O ambiente era fechado. O ar parecia pesado e misturado a cheiro de fumaça de cigarro comum, de palha, fumo preto, de bolor. Um vozerio aumentava a tensão estranha que flutuava no local. Na parede, fotos, recortes de jornais, revistas enfatizavam seus feitos, não havia quem não lesse, assim que chegavam, antes mesmo de se sentarem e esperarem a vez de serem atendidos.  Eram consultas, videntismo, magia, leituras de cartas, previsões. Em cidade do interior, mais comum, as pessoas sempre recorrem a cartomantes, espíritas para uma leitura de suas vidas, saberem como será o futuro delas. Os recortes só não faziam referências às prisões e processos que rolavam contra Madame Berta. Houve suspeitas de que também praticava abortos, rituais demoníacos no quintal de sua casa. Nada ficou provado. Outros afirmavam que Madame Berta dava “bola” para a polícia, e ela apreciava bastante, chegavam a estalar a língua de prazer e satisfação.  Para as pessoas ali, na sala de espera, nada disso importava e, cada um tinha uma história a contar, ilustrando as atividades dela. Outros iam mais longe, e afirmavam com prepotência que até curas milagrosas ela já houvera feito.
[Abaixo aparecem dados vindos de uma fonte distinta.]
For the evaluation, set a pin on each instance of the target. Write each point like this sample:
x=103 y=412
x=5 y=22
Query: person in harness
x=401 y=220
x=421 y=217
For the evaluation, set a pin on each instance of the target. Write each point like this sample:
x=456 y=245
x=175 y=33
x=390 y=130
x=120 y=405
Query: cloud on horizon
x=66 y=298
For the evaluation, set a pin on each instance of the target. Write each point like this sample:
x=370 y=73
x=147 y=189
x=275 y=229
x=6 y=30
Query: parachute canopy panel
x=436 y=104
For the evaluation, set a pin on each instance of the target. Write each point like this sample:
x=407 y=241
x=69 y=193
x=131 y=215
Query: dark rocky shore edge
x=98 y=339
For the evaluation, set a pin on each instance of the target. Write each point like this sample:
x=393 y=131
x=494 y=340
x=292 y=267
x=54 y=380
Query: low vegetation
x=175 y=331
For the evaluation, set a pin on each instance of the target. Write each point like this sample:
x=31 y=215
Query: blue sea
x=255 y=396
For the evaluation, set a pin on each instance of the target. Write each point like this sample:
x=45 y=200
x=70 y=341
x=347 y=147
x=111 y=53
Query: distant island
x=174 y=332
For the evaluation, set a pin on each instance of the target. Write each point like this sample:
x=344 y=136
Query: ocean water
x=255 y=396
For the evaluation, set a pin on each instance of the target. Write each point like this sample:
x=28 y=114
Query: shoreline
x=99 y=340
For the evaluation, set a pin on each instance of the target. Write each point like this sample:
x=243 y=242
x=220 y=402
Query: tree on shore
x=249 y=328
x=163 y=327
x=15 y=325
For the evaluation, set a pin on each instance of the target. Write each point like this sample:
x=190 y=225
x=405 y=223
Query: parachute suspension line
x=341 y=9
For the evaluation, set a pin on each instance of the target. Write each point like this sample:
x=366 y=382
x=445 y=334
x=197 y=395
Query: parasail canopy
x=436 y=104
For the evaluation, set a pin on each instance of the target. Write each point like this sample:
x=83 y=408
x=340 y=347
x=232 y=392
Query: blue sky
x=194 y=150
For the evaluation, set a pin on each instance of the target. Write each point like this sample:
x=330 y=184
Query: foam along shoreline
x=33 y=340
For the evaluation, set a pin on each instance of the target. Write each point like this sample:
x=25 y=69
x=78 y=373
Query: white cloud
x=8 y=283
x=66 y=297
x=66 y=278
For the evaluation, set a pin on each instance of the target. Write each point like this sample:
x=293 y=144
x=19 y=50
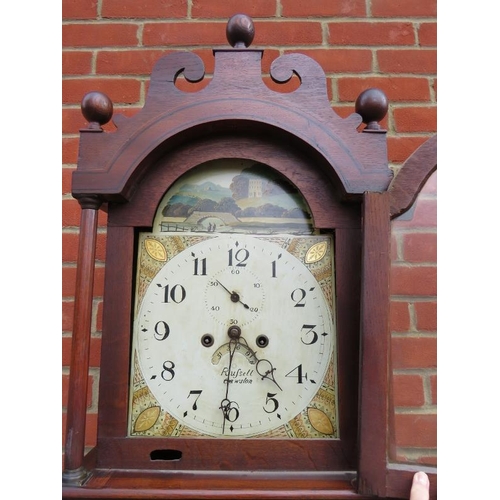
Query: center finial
x=240 y=31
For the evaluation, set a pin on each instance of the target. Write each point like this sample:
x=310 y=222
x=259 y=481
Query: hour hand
x=266 y=370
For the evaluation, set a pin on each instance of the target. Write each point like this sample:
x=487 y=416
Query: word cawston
x=238 y=376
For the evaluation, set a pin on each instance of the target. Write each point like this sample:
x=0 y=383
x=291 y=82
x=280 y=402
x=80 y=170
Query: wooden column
x=375 y=345
x=80 y=352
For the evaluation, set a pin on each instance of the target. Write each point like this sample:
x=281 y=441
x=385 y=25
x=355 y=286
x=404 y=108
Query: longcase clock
x=245 y=341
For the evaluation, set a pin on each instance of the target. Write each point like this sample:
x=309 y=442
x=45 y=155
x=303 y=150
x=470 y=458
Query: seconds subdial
x=234 y=296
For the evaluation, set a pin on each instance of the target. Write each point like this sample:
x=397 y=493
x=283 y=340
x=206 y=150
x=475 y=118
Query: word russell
x=238 y=376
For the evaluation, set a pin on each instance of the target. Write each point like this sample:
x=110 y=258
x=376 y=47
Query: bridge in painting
x=199 y=217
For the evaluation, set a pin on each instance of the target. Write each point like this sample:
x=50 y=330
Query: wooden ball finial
x=97 y=109
x=240 y=31
x=372 y=105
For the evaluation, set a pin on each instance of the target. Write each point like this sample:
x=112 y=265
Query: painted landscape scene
x=233 y=195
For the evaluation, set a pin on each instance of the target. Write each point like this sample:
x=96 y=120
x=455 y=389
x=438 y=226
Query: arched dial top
x=236 y=95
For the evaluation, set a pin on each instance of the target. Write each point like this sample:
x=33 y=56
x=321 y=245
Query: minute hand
x=235 y=297
x=263 y=366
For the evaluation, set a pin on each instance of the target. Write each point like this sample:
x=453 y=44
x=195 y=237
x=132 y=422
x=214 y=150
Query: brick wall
x=111 y=45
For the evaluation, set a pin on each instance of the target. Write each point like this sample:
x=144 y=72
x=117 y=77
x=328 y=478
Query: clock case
x=340 y=167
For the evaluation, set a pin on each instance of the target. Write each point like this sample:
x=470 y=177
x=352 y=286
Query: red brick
x=323 y=8
x=417 y=61
x=225 y=9
x=394 y=246
x=192 y=33
x=340 y=60
x=95 y=352
x=400 y=148
x=76 y=63
x=119 y=90
x=371 y=33
x=65 y=387
x=399 y=316
x=396 y=88
x=434 y=389
x=144 y=9
x=414 y=352
x=415 y=119
x=424 y=215
x=407 y=280
x=398 y=8
x=420 y=247
x=76 y=9
x=426 y=314
x=72 y=121
x=430 y=186
x=427 y=34
x=284 y=33
x=66 y=179
x=127 y=62
x=408 y=390
x=99 y=35
x=418 y=431
x=69 y=150
x=71 y=212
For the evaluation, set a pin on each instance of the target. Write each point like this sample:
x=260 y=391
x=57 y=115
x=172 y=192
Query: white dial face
x=234 y=337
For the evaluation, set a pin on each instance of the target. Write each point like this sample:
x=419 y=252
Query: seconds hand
x=234 y=296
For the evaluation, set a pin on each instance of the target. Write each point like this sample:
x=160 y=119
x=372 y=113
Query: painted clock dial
x=234 y=335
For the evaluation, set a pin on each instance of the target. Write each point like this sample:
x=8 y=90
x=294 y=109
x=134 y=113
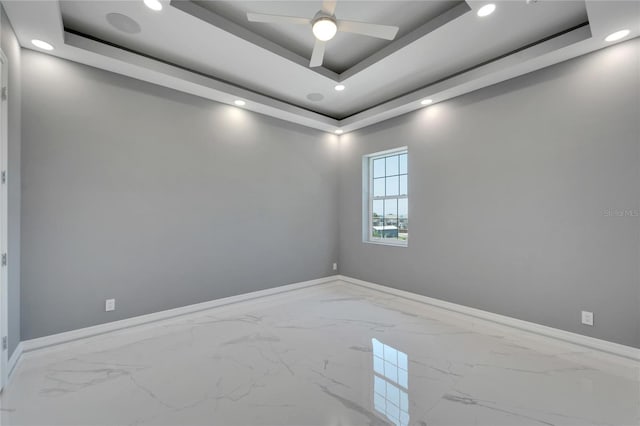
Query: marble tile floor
x=333 y=354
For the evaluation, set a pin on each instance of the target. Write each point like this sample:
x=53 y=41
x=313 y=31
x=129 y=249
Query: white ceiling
x=206 y=48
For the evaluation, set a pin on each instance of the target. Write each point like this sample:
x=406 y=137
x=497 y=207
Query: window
x=386 y=203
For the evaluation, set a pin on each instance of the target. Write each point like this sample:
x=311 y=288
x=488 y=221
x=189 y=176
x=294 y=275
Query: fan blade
x=328 y=7
x=386 y=32
x=261 y=17
x=318 y=54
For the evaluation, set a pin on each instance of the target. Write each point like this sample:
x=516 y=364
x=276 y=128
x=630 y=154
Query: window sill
x=386 y=243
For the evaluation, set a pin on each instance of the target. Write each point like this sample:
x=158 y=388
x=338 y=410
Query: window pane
x=392 y=165
x=403 y=219
x=403 y=207
x=403 y=185
x=378 y=213
x=390 y=209
x=390 y=229
x=392 y=185
x=378 y=167
x=403 y=164
x=378 y=187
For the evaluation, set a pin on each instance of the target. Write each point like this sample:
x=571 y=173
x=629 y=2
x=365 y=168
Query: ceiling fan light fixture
x=324 y=29
x=153 y=5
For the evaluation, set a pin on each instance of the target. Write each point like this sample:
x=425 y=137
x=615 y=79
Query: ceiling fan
x=325 y=25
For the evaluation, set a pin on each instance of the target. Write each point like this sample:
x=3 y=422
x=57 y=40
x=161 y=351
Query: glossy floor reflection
x=333 y=354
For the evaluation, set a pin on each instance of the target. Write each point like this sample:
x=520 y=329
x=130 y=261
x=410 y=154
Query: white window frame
x=368 y=198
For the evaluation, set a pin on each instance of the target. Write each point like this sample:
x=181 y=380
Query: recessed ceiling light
x=324 y=28
x=41 y=44
x=153 y=5
x=123 y=23
x=617 y=35
x=486 y=10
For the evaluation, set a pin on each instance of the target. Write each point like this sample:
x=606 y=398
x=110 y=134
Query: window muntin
x=387 y=208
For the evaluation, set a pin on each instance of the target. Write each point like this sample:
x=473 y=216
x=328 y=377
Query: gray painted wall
x=160 y=199
x=11 y=49
x=509 y=188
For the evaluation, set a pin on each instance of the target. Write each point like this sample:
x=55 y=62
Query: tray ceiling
x=443 y=49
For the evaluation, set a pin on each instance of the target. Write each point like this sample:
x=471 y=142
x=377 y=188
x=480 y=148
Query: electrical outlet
x=110 y=305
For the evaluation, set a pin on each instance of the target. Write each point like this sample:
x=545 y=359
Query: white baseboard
x=69 y=336
x=14 y=360
x=554 y=333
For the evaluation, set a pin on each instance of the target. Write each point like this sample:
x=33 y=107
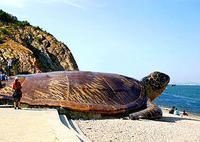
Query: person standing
x=9 y=66
x=17 y=93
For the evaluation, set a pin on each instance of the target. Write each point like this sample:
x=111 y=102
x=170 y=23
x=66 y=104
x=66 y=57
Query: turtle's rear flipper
x=151 y=112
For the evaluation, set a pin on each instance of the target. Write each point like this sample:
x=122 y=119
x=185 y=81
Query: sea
x=183 y=97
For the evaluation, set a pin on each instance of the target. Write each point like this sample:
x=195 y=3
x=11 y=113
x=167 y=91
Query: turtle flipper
x=151 y=112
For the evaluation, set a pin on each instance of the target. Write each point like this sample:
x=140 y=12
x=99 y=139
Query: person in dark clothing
x=17 y=93
x=172 y=110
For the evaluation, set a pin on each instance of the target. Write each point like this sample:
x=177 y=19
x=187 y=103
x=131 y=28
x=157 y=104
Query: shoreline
x=169 y=128
x=166 y=109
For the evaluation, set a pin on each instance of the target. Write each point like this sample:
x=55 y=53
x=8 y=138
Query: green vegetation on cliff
x=32 y=49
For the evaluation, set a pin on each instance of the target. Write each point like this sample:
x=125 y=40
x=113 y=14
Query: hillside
x=31 y=49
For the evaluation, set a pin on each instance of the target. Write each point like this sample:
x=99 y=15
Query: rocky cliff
x=31 y=49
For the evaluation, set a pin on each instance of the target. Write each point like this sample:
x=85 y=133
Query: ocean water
x=183 y=97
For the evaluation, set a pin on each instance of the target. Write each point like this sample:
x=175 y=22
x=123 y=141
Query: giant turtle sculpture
x=102 y=93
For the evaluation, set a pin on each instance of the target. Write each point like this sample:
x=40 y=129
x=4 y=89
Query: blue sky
x=129 y=37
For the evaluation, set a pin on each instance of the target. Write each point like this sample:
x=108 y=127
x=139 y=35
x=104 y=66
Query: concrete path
x=35 y=125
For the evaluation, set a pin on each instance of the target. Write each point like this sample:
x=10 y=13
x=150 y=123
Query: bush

O efeito forte de incenso, contaminando o ar não parecia incomodar ninguém, se não o tivesse, duvidar-se-ia de ser casa de cartomante, vidente; é a primeira coisa que tem de ter nestes lugares. Numa única porta e, que dava acesso a outra sala, havia uma minúscula plaqueta de madeira: Madame Berta (o restante do nome estava completamente apagado). Logo mais abaixo estava escrito: leitura de mãos e cartas.
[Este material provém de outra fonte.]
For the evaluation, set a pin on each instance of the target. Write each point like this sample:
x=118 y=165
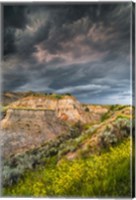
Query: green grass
x=107 y=175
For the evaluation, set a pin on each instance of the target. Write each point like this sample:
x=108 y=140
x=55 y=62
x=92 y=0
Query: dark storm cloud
x=82 y=49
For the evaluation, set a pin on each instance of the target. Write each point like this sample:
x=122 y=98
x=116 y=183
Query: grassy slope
x=88 y=175
x=107 y=175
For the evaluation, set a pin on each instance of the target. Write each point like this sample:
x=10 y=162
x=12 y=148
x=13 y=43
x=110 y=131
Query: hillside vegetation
x=90 y=159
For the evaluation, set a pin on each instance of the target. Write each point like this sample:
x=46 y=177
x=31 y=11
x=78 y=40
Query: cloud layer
x=81 y=49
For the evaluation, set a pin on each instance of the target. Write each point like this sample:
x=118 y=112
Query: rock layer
x=26 y=129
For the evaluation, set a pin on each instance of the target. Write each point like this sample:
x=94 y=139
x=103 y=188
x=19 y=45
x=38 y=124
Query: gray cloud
x=82 y=49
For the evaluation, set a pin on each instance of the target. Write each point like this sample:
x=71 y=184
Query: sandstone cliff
x=26 y=129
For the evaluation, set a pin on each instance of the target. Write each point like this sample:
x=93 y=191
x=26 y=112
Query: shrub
x=107 y=175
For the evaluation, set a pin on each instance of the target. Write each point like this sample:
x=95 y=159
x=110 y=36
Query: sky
x=82 y=49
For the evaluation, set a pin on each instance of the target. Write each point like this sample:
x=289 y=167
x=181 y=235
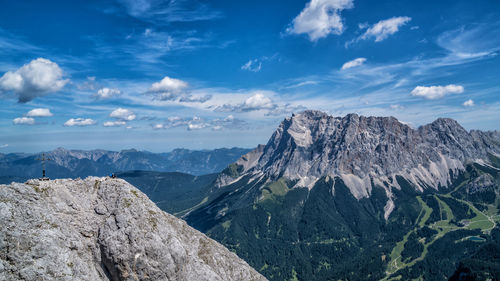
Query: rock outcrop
x=103 y=229
x=364 y=151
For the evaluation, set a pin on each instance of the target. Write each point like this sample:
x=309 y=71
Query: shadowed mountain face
x=79 y=163
x=360 y=198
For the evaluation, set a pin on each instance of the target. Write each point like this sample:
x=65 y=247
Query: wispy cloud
x=37 y=78
x=436 y=92
x=197 y=123
x=353 y=63
x=163 y=12
x=24 y=121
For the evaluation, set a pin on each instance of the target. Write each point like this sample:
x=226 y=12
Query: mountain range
x=79 y=163
x=356 y=198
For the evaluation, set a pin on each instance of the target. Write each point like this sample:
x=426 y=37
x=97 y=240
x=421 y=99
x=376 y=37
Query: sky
x=157 y=75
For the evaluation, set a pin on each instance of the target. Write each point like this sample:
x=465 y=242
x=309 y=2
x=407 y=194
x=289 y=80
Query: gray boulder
x=103 y=229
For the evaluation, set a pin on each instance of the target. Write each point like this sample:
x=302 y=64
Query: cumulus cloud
x=24 y=121
x=397 y=107
x=195 y=98
x=39 y=112
x=252 y=65
x=468 y=103
x=353 y=63
x=32 y=80
x=106 y=93
x=320 y=18
x=255 y=65
x=122 y=114
x=114 y=123
x=257 y=102
x=80 y=122
x=382 y=29
x=171 y=89
x=436 y=92
x=169 y=85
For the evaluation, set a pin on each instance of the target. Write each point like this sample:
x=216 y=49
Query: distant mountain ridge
x=81 y=163
x=361 y=198
x=367 y=151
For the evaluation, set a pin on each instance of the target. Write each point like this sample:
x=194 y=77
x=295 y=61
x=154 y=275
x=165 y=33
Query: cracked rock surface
x=103 y=229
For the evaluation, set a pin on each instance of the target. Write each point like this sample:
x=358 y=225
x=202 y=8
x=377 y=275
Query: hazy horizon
x=157 y=75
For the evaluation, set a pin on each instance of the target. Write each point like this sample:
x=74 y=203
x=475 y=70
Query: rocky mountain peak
x=366 y=151
x=103 y=229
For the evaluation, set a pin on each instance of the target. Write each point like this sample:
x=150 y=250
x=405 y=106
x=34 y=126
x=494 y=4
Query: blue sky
x=157 y=75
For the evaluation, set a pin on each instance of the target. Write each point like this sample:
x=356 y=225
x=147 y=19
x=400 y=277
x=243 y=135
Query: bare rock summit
x=103 y=229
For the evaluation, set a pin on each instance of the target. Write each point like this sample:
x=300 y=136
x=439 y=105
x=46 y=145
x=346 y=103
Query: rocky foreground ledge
x=103 y=229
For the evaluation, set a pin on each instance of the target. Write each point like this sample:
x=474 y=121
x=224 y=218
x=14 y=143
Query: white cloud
x=255 y=65
x=35 y=79
x=320 y=18
x=382 y=29
x=256 y=102
x=353 y=63
x=39 y=112
x=195 y=98
x=468 y=103
x=162 y=12
x=168 y=89
x=252 y=65
x=197 y=126
x=106 y=93
x=197 y=123
x=396 y=107
x=24 y=121
x=114 y=123
x=436 y=92
x=122 y=114
x=169 y=85
x=81 y=122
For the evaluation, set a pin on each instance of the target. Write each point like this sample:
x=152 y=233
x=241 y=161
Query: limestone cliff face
x=103 y=229
x=366 y=151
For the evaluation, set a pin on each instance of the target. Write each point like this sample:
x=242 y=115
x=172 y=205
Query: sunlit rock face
x=367 y=151
x=103 y=229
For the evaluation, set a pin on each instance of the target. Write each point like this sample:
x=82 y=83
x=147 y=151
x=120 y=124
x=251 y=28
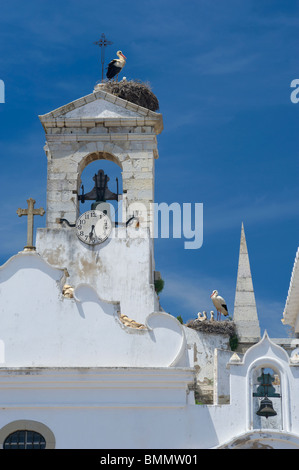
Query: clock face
x=93 y=227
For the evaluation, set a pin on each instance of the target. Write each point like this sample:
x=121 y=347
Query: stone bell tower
x=102 y=126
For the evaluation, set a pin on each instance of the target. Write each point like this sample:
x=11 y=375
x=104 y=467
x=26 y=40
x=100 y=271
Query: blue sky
x=222 y=72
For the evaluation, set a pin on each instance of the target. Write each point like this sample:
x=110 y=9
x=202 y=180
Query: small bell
x=266 y=408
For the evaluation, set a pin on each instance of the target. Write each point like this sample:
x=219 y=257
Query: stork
x=219 y=303
x=116 y=65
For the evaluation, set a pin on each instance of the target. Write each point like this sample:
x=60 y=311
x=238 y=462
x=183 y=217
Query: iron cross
x=30 y=212
x=102 y=43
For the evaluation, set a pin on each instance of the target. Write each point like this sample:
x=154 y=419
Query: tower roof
x=245 y=312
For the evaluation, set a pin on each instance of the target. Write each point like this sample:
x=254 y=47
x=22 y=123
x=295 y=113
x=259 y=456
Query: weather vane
x=102 y=43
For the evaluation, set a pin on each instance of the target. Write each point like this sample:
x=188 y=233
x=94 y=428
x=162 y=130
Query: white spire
x=245 y=313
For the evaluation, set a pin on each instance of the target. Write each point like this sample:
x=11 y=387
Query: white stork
x=219 y=303
x=116 y=65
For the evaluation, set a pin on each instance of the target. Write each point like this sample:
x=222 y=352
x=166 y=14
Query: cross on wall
x=30 y=213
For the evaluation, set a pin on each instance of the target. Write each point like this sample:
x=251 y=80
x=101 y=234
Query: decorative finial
x=102 y=43
x=30 y=212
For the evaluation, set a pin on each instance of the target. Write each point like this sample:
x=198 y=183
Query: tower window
x=24 y=439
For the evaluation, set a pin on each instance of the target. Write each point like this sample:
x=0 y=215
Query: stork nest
x=213 y=327
x=134 y=91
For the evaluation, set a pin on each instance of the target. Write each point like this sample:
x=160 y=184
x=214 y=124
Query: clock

Na esquina da casa, a uns trinta metros, na entrada de um antigo casarão, era agora só escombros, com uma grande área arborizada, um garoto de uns nove anos, calça curta, encardida, sapato aos frangalhos, sem meia, raquítico, cabelos raspados, um pequeno tufo na testa, orelhas pequenas, nariz adunco, olhinhos castanhos, entregava às pessoas um folheto-propaganda de Madame Berta. E assim ela ficou conhecida. Era grande a procura – mocinhas querendo saber de seus destinos com as paixões, mulheres casadas querendo saber se os maridos tinham amantes, se algum íntimo que se encontrava doente iria sarar, estudantes, se seriam aprovados nos exames finais da escola... – e aquela sala jamais ficava vazia. Todos esperavam com ansiedade, angústia, grande expectativa o momento de enveredar pelas linhas misteriosas da mão, ou no misticismo das cartas. Enquanto esperavam antecipavam previsões, liam revistas sem algumas páginas, páginas rasgadas, ensebadas, jornais do tempo do onça, contavam casos os mais estranhos, críveis ou não. Nesse vai-e-vem de conversas e casos, fofocas e realidades, os olhares escapavam de quando em vez e iam fixar-se na porta que após um curto espaço de tempo, maior que o dos médicos da previdência social, se abria para o próximo. Mas, enquanto esperavam, cada um queria contar o que vira com os próprios olhos ou sabia, ou ainda o que as próprias experiências retiradas das visitas as cartomantes e quiromantes lhes davam. Para os céticos, como eu, tudo era bobagem e exploração barata da crença e da boa fé popular e acabavam enrolando o papel na mão sem ao menos o ler. Ali na sala de espera não havia nenhuma dessas pessoas. Assim, quando a porta foi aberta para que entrasse o seguinte, ouviu-se um reclame de impaciência. À soleira da porta assomou a figura de Madame Berta.: os cabelos de cor avermelhada, os traços grossos, estatura mediana, túnica lilás e larga, que a tornava mais gorda e estranha. Quanto mais a cartomante ou quiromante for estranha, esquisita, mais a crendice popular é maior, estranheza é sinal de confiabilidade e de conhecimentos profundos.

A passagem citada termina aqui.